His comments came after it emerged that a private British company has entered negotiations with its supplier, Xerox, to cut photocopying costs from about 4p a copy to nearer 1p. The Xerox concessionaire is demanding pounds 6l,000 to release the company from the lease portion of its deal.

Adam Hackett, managing director of Chartwell Business Group, a leading photocopier supplier and servicer, believes that instances of overcharging by one means or another appear to be increasing again, after the photocopier industry introduced reforms in the wake of a 1994 Office of Fair Trading report into malpractices. "Old practices are creeping back, and some have never left," he said.

A powerful reason for customers being overcharged is that the amount a salesman can earn is related to the value of a contract. According to well-placed industry sources, a reasonably experienced salesman, for example, can easily make more than pounds 50,000 a year, of which about pounds 20,000 is a basic salary. A top salesman can earn over pounds 100,000 a year, mostly from commission and bonuses.

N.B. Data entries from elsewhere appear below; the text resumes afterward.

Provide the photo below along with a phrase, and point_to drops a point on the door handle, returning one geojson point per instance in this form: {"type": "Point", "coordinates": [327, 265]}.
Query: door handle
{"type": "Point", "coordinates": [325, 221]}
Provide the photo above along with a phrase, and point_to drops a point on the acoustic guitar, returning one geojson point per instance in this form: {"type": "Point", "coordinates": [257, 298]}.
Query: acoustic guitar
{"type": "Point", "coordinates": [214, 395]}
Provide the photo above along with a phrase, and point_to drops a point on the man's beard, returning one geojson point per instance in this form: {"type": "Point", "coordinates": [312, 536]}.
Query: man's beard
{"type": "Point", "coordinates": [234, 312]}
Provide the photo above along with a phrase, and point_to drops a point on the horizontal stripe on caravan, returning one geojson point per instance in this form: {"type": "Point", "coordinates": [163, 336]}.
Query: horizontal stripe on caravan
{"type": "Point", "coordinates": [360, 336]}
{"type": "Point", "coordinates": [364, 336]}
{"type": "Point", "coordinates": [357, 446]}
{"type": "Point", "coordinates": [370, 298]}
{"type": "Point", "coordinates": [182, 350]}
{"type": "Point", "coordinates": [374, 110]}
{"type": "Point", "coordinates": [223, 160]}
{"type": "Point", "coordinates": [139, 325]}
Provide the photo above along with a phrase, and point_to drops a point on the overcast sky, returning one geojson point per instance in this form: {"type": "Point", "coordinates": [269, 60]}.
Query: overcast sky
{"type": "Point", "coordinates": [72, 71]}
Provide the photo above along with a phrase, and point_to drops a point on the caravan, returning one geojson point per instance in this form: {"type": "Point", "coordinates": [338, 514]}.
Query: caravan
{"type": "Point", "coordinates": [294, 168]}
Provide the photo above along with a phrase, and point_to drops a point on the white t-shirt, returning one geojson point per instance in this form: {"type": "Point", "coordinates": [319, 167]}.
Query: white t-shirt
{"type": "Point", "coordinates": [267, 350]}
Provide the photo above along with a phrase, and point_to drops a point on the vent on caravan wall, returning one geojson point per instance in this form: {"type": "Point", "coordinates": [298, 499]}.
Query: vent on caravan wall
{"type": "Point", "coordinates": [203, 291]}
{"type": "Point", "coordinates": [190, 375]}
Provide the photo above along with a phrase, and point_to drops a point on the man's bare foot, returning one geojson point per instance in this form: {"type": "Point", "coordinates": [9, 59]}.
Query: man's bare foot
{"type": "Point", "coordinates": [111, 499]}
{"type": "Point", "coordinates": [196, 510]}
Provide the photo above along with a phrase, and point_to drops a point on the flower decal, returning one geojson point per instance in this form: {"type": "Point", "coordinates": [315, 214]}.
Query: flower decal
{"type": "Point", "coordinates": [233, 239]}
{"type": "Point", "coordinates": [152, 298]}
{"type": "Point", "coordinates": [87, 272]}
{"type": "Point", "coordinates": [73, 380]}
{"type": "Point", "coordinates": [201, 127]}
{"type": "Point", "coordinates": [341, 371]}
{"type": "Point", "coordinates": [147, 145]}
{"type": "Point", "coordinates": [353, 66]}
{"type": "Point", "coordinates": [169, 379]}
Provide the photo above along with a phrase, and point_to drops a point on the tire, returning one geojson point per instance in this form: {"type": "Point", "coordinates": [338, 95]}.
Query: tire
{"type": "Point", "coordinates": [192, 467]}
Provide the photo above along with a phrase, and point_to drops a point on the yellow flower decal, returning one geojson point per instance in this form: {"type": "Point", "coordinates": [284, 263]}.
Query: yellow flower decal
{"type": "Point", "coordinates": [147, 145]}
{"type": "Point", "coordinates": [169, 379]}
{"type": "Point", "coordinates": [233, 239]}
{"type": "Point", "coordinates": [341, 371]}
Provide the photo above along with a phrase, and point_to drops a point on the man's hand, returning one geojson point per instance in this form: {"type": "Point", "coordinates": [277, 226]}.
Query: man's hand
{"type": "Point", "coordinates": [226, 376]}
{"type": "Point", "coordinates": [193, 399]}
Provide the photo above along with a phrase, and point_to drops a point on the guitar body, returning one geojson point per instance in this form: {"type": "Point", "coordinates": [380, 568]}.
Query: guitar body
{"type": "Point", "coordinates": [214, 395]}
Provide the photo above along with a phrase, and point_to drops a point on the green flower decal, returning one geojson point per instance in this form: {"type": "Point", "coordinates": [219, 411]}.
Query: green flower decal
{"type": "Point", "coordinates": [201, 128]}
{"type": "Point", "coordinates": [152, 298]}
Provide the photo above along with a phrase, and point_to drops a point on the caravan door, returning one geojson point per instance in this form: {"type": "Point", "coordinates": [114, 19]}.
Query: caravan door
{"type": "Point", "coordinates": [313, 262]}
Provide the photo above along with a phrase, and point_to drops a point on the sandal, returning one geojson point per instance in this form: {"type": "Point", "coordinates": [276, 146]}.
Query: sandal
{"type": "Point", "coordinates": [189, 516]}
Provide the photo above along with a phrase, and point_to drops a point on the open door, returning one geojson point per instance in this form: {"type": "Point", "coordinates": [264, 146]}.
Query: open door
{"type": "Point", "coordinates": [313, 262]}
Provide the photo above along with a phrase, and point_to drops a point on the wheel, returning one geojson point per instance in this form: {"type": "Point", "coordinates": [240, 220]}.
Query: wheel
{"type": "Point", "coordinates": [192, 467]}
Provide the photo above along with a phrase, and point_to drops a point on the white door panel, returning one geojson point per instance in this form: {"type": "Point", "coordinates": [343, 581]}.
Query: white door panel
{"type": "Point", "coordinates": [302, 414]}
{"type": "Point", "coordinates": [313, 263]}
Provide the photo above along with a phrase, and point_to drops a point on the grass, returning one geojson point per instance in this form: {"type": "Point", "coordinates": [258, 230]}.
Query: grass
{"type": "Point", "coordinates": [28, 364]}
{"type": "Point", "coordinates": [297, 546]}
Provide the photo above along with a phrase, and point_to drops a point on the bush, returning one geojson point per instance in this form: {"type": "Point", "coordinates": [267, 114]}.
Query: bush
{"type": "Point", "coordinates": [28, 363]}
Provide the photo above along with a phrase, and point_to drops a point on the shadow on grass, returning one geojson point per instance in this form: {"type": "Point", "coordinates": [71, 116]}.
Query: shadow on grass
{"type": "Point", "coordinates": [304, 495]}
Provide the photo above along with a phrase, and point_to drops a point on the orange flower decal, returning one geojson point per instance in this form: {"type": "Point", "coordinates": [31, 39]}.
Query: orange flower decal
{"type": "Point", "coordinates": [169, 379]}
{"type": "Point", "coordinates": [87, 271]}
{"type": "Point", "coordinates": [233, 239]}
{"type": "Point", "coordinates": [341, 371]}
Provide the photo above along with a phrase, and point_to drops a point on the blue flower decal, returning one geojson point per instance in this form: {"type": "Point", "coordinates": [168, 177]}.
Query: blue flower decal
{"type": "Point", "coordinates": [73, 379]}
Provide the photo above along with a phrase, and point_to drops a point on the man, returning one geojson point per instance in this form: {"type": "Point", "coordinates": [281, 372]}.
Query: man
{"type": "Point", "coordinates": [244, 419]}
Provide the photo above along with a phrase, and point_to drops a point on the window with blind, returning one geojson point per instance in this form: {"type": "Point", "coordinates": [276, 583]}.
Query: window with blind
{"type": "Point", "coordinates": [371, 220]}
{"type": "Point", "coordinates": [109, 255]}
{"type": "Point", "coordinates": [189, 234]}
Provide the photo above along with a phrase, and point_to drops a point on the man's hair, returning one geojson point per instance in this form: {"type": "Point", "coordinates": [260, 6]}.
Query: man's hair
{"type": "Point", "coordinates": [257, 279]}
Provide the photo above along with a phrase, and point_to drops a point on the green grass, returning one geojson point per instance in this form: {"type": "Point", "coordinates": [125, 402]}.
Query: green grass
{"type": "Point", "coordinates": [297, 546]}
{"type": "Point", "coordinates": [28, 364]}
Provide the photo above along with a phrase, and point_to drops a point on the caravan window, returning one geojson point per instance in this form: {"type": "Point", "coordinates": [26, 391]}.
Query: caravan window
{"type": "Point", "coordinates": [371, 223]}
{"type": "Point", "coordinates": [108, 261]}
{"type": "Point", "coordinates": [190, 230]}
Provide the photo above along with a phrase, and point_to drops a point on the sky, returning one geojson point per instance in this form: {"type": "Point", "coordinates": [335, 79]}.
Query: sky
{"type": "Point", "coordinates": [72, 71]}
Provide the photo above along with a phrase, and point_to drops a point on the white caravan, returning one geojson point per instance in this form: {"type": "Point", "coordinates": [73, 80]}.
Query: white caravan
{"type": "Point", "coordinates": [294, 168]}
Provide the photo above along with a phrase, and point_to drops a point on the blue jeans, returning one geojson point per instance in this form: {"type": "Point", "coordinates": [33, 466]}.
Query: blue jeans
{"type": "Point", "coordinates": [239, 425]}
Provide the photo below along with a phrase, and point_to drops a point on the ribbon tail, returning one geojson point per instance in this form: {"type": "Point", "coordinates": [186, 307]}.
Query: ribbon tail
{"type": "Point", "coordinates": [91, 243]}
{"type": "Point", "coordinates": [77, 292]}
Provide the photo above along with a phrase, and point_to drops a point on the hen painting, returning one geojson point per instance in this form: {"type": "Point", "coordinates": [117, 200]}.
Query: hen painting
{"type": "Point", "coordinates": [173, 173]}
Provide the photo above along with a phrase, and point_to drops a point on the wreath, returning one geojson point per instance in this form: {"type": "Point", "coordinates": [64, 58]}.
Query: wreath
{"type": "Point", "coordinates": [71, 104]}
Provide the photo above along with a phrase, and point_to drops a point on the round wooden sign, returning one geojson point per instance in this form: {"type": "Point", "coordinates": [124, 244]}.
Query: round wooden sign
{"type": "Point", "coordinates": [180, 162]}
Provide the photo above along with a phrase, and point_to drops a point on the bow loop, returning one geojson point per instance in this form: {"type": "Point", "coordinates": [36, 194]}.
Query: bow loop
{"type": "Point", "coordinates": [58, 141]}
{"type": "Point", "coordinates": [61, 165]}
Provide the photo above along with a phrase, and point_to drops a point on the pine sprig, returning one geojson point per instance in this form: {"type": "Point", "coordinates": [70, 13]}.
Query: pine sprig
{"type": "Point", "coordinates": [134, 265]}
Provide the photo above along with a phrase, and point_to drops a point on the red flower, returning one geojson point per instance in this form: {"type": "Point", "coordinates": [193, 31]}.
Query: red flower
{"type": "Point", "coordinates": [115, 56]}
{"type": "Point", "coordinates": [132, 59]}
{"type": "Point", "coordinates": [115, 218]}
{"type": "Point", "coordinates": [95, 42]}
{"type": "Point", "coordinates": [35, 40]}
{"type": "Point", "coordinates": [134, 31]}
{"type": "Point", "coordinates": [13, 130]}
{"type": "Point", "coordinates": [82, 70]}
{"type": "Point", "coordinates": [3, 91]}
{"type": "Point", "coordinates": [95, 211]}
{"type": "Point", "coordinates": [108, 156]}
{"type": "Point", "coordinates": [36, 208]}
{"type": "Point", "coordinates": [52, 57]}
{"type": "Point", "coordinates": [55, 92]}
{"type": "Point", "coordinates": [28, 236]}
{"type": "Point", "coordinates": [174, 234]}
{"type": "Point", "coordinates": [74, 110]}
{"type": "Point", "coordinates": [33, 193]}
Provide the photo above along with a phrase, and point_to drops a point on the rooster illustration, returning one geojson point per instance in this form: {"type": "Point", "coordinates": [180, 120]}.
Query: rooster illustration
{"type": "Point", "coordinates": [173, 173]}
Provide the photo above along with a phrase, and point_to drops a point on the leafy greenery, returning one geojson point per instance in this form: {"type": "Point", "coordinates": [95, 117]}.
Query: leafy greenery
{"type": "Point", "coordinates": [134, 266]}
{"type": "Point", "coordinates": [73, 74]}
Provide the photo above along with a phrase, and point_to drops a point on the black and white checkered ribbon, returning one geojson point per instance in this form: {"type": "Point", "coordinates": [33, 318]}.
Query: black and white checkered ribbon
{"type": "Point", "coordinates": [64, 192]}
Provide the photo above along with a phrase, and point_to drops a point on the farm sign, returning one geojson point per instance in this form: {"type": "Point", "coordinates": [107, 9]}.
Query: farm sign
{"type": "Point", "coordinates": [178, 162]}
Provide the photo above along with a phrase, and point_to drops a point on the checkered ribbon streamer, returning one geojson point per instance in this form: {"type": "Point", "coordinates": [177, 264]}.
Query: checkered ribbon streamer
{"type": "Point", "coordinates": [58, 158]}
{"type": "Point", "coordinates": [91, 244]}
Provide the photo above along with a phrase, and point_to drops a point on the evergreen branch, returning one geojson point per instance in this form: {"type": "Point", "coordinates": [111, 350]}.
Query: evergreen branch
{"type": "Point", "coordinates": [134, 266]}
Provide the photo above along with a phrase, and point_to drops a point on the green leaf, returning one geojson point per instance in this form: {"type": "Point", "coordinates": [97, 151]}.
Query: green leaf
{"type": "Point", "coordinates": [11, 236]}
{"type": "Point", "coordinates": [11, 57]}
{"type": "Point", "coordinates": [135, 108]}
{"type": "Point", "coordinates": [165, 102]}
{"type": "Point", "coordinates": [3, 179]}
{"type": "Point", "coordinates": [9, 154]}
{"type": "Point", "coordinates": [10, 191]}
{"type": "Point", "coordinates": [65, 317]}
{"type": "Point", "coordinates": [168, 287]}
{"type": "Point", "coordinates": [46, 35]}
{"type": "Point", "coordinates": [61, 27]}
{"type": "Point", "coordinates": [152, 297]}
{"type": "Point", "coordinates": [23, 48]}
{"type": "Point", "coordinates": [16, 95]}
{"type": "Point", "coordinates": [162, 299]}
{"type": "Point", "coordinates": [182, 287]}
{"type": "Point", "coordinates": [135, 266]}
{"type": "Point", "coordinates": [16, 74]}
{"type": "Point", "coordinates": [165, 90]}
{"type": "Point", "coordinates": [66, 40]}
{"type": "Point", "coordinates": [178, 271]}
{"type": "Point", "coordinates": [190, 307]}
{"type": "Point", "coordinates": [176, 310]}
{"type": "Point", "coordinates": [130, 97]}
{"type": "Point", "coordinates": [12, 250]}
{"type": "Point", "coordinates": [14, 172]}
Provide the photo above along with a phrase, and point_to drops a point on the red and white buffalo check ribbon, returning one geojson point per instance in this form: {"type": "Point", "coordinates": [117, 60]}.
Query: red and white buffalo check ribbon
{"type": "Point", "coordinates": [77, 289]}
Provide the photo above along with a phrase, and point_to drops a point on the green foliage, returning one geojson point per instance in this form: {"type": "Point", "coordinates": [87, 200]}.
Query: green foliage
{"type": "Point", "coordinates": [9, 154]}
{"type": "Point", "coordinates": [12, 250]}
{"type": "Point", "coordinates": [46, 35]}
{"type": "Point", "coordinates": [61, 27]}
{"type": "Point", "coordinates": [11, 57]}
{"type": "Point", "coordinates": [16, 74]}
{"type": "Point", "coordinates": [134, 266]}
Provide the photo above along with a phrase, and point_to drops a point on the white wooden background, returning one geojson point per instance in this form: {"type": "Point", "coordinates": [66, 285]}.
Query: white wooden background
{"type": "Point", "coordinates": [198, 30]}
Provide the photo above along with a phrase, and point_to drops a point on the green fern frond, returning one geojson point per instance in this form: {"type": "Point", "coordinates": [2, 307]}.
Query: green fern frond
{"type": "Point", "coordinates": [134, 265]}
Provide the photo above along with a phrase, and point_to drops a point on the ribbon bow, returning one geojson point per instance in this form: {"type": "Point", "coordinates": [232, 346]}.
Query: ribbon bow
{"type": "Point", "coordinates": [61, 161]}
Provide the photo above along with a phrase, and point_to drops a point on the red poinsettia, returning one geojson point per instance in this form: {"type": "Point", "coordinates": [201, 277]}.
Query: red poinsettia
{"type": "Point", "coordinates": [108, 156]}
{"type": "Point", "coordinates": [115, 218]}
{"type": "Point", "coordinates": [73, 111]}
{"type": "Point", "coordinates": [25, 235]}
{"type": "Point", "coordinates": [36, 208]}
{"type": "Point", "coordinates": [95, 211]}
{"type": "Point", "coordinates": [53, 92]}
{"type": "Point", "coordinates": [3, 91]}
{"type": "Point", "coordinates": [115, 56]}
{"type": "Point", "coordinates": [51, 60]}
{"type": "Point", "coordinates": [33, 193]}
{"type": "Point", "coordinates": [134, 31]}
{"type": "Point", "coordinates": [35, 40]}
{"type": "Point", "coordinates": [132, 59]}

Many customers are also overcharged because of the complexity of agreements to lease photocopiers, despite attempts by the OFT and the industry to make contracts easier to understand.

Photocopier contracts normally have two main elements: the cost of leasing the machine and the cost of service.

The cost of leasing can be hard to determine because a customer may not know the true value of the machine, the price at which the machine is sold to a leasing company, and whether the unexpired portion of a previous lease has been added as a top-up.